With Morgan Stanley expecting little chance of a rebound in big four loan growth during 2020, the investment bank also anticipates that ANZ, NAB and Westpac will all see a decline in profitability in FY20. Interestingly however, the investment bank argues that CBA will see its reported cash profits rise from $8,706m in FY19 to $8,854m in FY20.

As a result of these weakened expectations, the big four's dividends (bar CBA) are also anticipated to suffer from FY20 to FY22.

Specifically, in-step with the above positive comments concerning CBA, Morgan Stanley believes that unlike the other three of the big four – CBA will not see its dividend decline from FY20 to FY22.

On this front, Morgan Stanley argues that CBA’s dividend per share will remain flat at 431 cents per share – from FY20 to FY22.

By comparison to this modestly favourable outlook, NAB is expected to see its dividend per share decline in FY20 – hitting 150 cents per share. In FY19, NAB’s dividend per share came in at 166 cents per share.
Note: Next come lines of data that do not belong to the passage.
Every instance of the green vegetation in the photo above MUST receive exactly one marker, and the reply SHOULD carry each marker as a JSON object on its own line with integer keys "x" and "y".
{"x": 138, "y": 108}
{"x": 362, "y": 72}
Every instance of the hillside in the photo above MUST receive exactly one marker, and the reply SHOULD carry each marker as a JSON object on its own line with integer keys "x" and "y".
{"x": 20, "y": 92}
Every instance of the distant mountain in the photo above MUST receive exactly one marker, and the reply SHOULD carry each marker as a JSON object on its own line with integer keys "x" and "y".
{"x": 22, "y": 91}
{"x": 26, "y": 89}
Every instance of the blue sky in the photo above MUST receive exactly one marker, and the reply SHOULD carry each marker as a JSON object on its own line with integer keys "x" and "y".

ANZ and Westpac are also both expected to see their dividends decline in FY20. In ANZ’s case, the bank’s dividend per share is anticipated to hit 140 cents per share – down from 160 cents per share from the prior fiscal year. Overall, Westpac’s dividend per share is set to decline slighlty less – on an absolute basis, according to Morgan Stanley – with the investment bank expecting it to reach 160 cents per share in FY20.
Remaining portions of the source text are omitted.